Even so, the protesters won the resignation of the Prime Minister, Mykola Azarov, earlier this week as well as the repeal of a law restricting protests. But protesters insist they are not done. They say they want not only the resignation of the president, new elections and political reforms.

"The amnesty law shows that government doesn't understand what is going on and sees the protest as a small group of people who are upset," says Andrusiv. "But people's positions have not changed – they will make a stand to the end."

Meanwhile, police on Friday opened an investigation into the kidnapping of an opposition activist, who said he was held captive for more than a week and tortured in the latest in a string of mysterious attacks on anti-government protesters in the two-month-long political crisis.

Dmytro Bulatov, 35, a member of Automaidan, a group of car owners that has taken part in the protests against Yanukovych, vanished Jan. 22. Bulatov was discovered outside Kiev on Thursday.

He said his kidnappers beat him severely, drove nails into his hands, sliced off a piece of ear and cut his face.

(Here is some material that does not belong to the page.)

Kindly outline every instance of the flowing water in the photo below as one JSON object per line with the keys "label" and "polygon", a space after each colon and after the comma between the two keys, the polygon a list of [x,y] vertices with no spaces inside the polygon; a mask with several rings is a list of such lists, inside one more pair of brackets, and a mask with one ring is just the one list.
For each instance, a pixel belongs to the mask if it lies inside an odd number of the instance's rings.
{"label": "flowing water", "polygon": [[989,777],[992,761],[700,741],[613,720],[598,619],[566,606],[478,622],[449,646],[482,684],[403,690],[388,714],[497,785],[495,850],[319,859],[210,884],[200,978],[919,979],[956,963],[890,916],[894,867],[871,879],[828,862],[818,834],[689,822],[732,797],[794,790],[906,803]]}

He said he was kept in the dark all the time and could not identify the kidnappers. After more than a week of beatings, they eventually dumped him in a forest.

"They crucified me, they nailed down my hands. They cut off my ear, they cut my face. There isn't a spot on my body that hasn't been beaten," Bulatov said on Channel 5 television. "Thank God, I am alive."

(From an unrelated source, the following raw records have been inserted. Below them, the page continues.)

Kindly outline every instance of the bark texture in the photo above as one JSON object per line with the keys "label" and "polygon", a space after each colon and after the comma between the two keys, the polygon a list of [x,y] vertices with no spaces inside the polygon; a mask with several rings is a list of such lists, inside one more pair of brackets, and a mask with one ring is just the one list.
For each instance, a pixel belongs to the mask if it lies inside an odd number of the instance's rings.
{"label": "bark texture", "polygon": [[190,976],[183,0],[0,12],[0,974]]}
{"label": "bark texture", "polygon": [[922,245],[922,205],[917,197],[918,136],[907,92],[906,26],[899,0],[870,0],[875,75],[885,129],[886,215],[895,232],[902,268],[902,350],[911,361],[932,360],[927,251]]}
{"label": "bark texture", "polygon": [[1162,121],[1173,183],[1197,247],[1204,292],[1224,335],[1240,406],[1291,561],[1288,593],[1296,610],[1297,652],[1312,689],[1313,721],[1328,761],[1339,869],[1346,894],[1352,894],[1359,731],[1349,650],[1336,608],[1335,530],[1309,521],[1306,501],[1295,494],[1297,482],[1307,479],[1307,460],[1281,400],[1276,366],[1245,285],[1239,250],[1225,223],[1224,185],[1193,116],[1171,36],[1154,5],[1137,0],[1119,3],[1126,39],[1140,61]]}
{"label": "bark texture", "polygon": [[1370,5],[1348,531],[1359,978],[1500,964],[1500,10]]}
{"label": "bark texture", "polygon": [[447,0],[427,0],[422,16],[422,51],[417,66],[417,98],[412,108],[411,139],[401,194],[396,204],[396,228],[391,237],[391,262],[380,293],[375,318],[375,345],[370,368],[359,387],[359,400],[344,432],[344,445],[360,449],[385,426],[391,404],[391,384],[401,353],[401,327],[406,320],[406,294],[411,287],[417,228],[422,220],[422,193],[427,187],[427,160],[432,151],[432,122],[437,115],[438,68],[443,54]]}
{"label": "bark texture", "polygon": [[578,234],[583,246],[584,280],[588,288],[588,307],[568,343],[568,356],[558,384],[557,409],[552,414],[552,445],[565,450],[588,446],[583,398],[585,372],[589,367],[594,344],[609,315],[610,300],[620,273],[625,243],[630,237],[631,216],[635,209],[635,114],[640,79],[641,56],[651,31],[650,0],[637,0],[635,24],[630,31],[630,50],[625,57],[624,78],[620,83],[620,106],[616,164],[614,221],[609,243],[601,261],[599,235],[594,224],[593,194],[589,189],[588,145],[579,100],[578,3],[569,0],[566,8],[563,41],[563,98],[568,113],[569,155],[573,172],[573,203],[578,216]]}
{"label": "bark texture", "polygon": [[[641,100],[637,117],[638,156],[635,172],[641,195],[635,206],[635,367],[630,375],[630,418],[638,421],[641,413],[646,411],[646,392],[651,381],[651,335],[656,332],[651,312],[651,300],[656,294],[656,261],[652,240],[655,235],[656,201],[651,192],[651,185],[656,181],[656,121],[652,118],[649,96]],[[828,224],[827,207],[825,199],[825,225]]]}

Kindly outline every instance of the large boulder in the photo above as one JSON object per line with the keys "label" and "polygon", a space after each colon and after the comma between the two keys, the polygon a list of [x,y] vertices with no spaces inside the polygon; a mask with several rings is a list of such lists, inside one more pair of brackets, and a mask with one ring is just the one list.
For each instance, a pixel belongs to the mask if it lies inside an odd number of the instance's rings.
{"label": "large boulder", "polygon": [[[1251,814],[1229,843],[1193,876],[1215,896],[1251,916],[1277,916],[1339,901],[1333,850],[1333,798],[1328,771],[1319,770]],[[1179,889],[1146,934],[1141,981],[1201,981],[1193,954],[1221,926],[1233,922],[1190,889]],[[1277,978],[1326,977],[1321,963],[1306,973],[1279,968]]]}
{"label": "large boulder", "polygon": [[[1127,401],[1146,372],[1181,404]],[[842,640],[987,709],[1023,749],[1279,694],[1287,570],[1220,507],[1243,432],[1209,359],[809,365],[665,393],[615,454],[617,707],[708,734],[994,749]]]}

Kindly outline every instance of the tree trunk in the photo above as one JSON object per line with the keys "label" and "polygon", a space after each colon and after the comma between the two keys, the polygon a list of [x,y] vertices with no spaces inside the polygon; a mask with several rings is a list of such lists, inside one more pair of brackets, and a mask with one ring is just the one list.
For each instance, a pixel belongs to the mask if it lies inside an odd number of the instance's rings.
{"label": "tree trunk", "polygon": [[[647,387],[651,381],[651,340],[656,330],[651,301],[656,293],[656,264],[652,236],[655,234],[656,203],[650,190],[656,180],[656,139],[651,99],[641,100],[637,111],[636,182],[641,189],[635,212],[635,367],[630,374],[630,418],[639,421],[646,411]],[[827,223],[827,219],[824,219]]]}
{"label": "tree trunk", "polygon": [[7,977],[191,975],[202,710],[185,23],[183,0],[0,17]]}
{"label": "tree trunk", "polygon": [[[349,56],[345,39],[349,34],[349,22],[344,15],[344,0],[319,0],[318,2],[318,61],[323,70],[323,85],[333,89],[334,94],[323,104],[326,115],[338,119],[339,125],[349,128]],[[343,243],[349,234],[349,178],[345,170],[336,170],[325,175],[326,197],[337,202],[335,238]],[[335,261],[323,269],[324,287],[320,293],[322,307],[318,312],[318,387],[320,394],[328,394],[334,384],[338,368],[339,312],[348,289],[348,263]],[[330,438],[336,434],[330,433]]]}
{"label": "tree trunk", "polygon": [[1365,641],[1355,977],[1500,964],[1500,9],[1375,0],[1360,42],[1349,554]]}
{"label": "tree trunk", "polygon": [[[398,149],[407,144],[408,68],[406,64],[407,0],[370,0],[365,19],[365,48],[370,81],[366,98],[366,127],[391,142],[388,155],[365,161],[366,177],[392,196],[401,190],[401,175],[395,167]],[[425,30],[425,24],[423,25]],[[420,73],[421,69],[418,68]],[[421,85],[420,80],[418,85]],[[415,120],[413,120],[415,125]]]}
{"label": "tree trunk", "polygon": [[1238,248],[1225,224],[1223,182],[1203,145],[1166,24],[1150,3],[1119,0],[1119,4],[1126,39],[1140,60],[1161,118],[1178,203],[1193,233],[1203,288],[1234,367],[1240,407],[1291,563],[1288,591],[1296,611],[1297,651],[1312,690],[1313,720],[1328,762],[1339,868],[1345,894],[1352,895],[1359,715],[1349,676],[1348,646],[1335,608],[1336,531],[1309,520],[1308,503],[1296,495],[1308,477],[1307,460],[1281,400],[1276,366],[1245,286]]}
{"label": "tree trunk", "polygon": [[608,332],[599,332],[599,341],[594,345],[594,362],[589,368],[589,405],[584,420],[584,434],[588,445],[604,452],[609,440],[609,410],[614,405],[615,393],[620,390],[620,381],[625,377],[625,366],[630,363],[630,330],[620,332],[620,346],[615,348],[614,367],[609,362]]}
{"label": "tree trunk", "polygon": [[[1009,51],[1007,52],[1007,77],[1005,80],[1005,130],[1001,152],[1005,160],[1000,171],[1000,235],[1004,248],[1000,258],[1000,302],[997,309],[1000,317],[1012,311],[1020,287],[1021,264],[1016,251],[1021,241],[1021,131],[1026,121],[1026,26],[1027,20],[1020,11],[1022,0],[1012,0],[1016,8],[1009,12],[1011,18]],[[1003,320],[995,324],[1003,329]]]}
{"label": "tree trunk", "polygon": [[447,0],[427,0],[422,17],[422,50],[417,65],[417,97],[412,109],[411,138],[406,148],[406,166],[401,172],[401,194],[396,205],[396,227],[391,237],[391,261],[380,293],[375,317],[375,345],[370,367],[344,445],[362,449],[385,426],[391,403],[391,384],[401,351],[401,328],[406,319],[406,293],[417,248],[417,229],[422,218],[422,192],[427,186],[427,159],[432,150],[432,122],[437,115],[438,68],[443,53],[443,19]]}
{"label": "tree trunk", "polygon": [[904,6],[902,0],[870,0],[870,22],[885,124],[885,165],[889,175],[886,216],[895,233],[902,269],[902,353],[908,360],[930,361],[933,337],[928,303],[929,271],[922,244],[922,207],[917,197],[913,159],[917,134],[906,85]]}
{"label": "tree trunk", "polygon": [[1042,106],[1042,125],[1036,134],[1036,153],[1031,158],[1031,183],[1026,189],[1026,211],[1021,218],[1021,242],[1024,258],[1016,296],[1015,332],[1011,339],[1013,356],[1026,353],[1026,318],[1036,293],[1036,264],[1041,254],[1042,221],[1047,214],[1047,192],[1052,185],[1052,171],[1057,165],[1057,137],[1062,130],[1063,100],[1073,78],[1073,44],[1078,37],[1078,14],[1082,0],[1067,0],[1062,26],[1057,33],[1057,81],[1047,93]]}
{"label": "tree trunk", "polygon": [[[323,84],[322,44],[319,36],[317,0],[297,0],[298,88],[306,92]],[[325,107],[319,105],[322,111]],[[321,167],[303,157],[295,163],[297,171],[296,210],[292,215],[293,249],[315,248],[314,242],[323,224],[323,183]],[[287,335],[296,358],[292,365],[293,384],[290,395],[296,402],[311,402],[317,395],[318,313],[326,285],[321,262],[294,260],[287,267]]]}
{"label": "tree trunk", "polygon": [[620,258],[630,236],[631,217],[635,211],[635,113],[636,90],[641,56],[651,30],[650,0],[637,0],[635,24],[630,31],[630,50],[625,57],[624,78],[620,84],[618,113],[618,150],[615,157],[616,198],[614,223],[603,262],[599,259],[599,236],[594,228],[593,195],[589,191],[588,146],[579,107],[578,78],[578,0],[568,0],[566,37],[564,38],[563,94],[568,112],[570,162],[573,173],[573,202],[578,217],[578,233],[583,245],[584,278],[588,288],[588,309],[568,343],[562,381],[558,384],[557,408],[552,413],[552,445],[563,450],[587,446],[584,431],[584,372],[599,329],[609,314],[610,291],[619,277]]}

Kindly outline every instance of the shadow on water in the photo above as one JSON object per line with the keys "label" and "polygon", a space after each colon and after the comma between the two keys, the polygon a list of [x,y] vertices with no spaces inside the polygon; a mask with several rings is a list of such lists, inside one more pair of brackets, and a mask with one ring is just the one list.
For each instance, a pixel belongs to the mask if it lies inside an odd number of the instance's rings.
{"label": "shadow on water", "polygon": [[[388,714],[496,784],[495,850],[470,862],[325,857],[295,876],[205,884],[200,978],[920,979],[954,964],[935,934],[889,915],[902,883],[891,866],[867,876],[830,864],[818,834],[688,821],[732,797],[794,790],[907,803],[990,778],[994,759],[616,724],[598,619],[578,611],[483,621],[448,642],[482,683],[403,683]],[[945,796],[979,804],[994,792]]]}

Bulatov's face and clothes were covered in clotted blood, his hands were swollen and bore the marks of nails. Opposition leader Petro Poroshenko rushed to the hospital where Bulatov was taken Thursday night.

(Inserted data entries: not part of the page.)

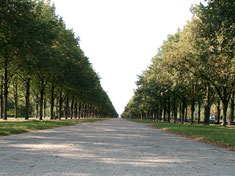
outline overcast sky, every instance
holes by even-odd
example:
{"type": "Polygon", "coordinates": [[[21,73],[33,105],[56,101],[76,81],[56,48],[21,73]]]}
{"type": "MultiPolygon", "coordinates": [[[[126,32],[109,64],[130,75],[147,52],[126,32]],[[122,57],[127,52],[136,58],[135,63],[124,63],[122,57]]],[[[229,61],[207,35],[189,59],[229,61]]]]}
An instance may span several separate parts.
{"type": "Polygon", "coordinates": [[[157,49],[192,16],[200,0],[52,0],[67,28],[101,77],[121,114],[136,88],[137,75],[157,49]]]}

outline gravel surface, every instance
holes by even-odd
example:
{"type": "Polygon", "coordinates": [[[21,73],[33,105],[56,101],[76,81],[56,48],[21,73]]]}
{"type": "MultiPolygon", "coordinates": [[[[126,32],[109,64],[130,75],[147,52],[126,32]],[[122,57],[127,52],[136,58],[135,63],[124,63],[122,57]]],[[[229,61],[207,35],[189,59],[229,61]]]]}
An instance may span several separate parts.
{"type": "Polygon", "coordinates": [[[234,176],[235,152],[112,119],[0,137],[6,176],[234,176]]]}

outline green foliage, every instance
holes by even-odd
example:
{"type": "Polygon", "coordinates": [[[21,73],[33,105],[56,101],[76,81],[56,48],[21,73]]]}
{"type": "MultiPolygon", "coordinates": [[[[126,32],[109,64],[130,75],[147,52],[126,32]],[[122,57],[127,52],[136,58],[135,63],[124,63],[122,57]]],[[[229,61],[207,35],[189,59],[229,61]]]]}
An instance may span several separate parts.
{"type": "MultiPolygon", "coordinates": [[[[25,117],[25,106],[23,104],[20,104],[18,106],[17,110],[18,110],[18,116],[19,117],[25,117]]],[[[32,106],[30,106],[30,112],[29,113],[30,113],[30,115],[33,114],[33,107],[32,106]]],[[[9,117],[13,117],[14,116],[14,114],[15,114],[14,106],[13,107],[9,107],[9,110],[8,110],[7,114],[8,114],[9,117]]]]}

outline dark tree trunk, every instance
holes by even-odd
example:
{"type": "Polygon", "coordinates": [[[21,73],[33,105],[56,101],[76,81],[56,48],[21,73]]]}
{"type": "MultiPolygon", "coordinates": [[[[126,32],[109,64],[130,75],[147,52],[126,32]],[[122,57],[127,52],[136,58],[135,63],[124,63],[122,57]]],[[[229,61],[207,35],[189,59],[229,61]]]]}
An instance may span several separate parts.
{"type": "Polygon", "coordinates": [[[69,94],[66,95],[66,104],[65,104],[65,119],[68,119],[69,116],[69,94]]]}
{"type": "Polygon", "coordinates": [[[231,98],[231,106],[230,106],[230,110],[231,110],[231,114],[230,114],[230,120],[229,120],[229,123],[230,125],[233,125],[233,122],[234,122],[234,92],[232,93],[232,98],[231,98]]]}
{"type": "Polygon", "coordinates": [[[210,90],[209,85],[206,86],[206,99],[205,99],[205,113],[204,113],[204,123],[209,123],[210,118],[210,103],[209,103],[210,90]]]}
{"type": "MultiPolygon", "coordinates": [[[[97,108],[95,108],[95,118],[97,118],[98,117],[98,110],[97,110],[97,108]]],[[[138,115],[137,115],[137,117],[138,117],[138,115]]]]}
{"type": "Polygon", "coordinates": [[[193,124],[193,121],[194,121],[194,111],[195,111],[195,92],[194,92],[194,86],[192,86],[192,102],[191,102],[191,119],[190,119],[190,122],[191,122],[191,125],[193,124]]]}
{"type": "Polygon", "coordinates": [[[227,125],[227,109],[228,109],[228,101],[224,99],[223,101],[223,126],[227,125]]]}
{"type": "Polygon", "coordinates": [[[197,123],[201,122],[201,102],[198,102],[198,119],[197,119],[197,123]]]}
{"type": "Polygon", "coordinates": [[[89,118],[91,115],[91,108],[90,108],[90,105],[87,104],[87,118],[89,118]]]}
{"type": "Polygon", "coordinates": [[[62,118],[62,106],[63,106],[63,98],[62,98],[62,92],[60,91],[60,93],[59,93],[59,114],[58,114],[59,120],[61,120],[61,118],[62,118]]]}
{"type": "Polygon", "coordinates": [[[164,109],[163,109],[163,121],[166,121],[166,104],[164,104],[164,109]]]}
{"type": "Polygon", "coordinates": [[[226,126],[227,125],[228,103],[229,103],[229,99],[230,99],[230,94],[228,93],[228,88],[226,87],[226,85],[223,87],[223,96],[221,96],[221,94],[220,94],[220,99],[223,104],[223,126],[226,126]]]}
{"type": "Polygon", "coordinates": [[[186,109],[186,99],[185,99],[185,97],[183,97],[183,102],[182,102],[182,119],[181,119],[182,123],[184,123],[184,121],[185,121],[185,114],[187,116],[187,112],[185,113],[185,109],[186,109]]]}
{"type": "Polygon", "coordinates": [[[78,117],[78,101],[75,100],[75,112],[74,112],[74,115],[75,115],[75,119],[78,117]]]}
{"type": "Polygon", "coordinates": [[[55,105],[55,85],[52,83],[51,85],[51,114],[50,119],[54,119],[54,105],[55,105]]]}
{"type": "Polygon", "coordinates": [[[30,78],[27,78],[26,94],[25,94],[25,120],[29,119],[29,107],[30,107],[29,97],[30,97],[30,78]]]}
{"type": "Polygon", "coordinates": [[[156,105],[156,117],[158,120],[159,119],[159,105],[158,104],[156,105]]]}
{"type": "Polygon", "coordinates": [[[88,118],[88,109],[87,109],[87,104],[85,104],[85,118],[88,118]]]}
{"type": "Polygon", "coordinates": [[[160,105],[159,120],[162,120],[162,105],[160,105]]]}
{"type": "Polygon", "coordinates": [[[151,112],[148,111],[148,120],[151,120],[151,112]]]}
{"type": "Polygon", "coordinates": [[[79,107],[78,107],[78,118],[81,118],[81,109],[82,109],[82,103],[79,103],[79,107]]]}
{"type": "Polygon", "coordinates": [[[41,89],[40,89],[40,113],[39,120],[43,118],[43,99],[44,99],[44,80],[41,80],[41,89]]]}
{"type": "Polygon", "coordinates": [[[56,98],[56,105],[55,105],[55,118],[59,118],[59,99],[56,98]]]}
{"type": "Polygon", "coordinates": [[[1,105],[0,105],[0,118],[2,119],[3,118],[3,102],[4,102],[4,100],[3,100],[3,73],[1,73],[1,94],[0,94],[0,101],[1,101],[1,105]]]}
{"type": "Polygon", "coordinates": [[[73,116],[74,116],[73,108],[74,108],[74,97],[72,98],[71,107],[70,107],[70,117],[71,117],[71,119],[73,119],[73,116]]]}
{"type": "Polygon", "coordinates": [[[182,108],[182,103],[180,102],[180,107],[179,107],[180,122],[182,122],[182,112],[183,112],[182,109],[183,109],[183,108],[182,108]]]}
{"type": "MultiPolygon", "coordinates": [[[[44,93],[45,94],[45,93],[44,93]]],[[[46,99],[46,95],[44,95],[44,105],[43,105],[43,117],[46,118],[46,109],[47,109],[47,99],[46,99]]]]}
{"type": "Polygon", "coordinates": [[[184,117],[184,121],[188,122],[188,105],[186,104],[185,106],[185,117],[184,117]]]}
{"type": "Polygon", "coordinates": [[[36,95],[36,118],[38,118],[38,112],[39,112],[39,109],[38,109],[38,102],[39,102],[39,97],[38,97],[38,94],[36,95]]]}
{"type": "Polygon", "coordinates": [[[181,118],[181,123],[184,123],[184,115],[185,115],[185,106],[184,104],[182,105],[182,118],[181,118]]]}
{"type": "Polygon", "coordinates": [[[18,86],[17,86],[17,83],[15,85],[14,98],[15,98],[15,118],[17,118],[18,117],[18,86]]]}
{"type": "Polygon", "coordinates": [[[80,102],[79,103],[79,118],[80,119],[83,117],[82,109],[83,109],[83,104],[80,102]]]}
{"type": "Polygon", "coordinates": [[[86,118],[86,104],[82,104],[82,118],[86,118]]]}
{"type": "Polygon", "coordinates": [[[176,106],[175,98],[173,100],[173,116],[174,116],[174,123],[176,123],[176,120],[177,120],[177,106],[176,106]]]}
{"type": "Polygon", "coordinates": [[[8,70],[5,64],[5,75],[4,75],[4,120],[7,120],[7,98],[8,98],[8,70]]]}
{"type": "Polygon", "coordinates": [[[167,107],[167,122],[170,122],[171,121],[171,98],[170,98],[170,96],[168,97],[168,100],[167,100],[167,102],[168,102],[168,107],[167,107]]]}
{"type": "Polygon", "coordinates": [[[221,108],[220,108],[220,100],[217,102],[217,124],[220,123],[220,113],[221,113],[221,108]]]}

"Dmytro asked to pass his greetings to everyone and to say that he has not been broken and will not be broken," a grim-looking Poroshenko told Channel 5. "That he is full of energy and despite the fact that his body has been beaten, Dmytro's spirit is strong."

Oleksiy Hrytsenko, Bulatov's friend and fellow activist, said Automaidan members had come under tremendous pressure during the protests with their cars burnt and activists detained, harassed and threatened.

Bulatov disappeared one day after Igor Lutsenko, another prominent opposition activist who had also gone missing, was discovered after being taken to the woods and beaten severely by unknown attackers.Lutsenko was kidnapped from a hospital, where he had brought a fellow protester, Yuri Verbitsky, to be treated for an eye injury. Verbitsky was also beaten severely and was later discovered dead.

The disappearances prompted an outcry from protesters, who accused the government of intimidating the opposition.

European Union foreign policy chief Catherine Ashton issued a statement saying she was "appalled by the obvious signs of prolonged torture and cruel treatment" of Bulatov. She also condemned the death of Verbitsky.

"These are but two cases of the continuous deliberate targeting of organizers and participants of peaceful protests," Ashton said. "All such acts are unacceptable and must immediately be stopped."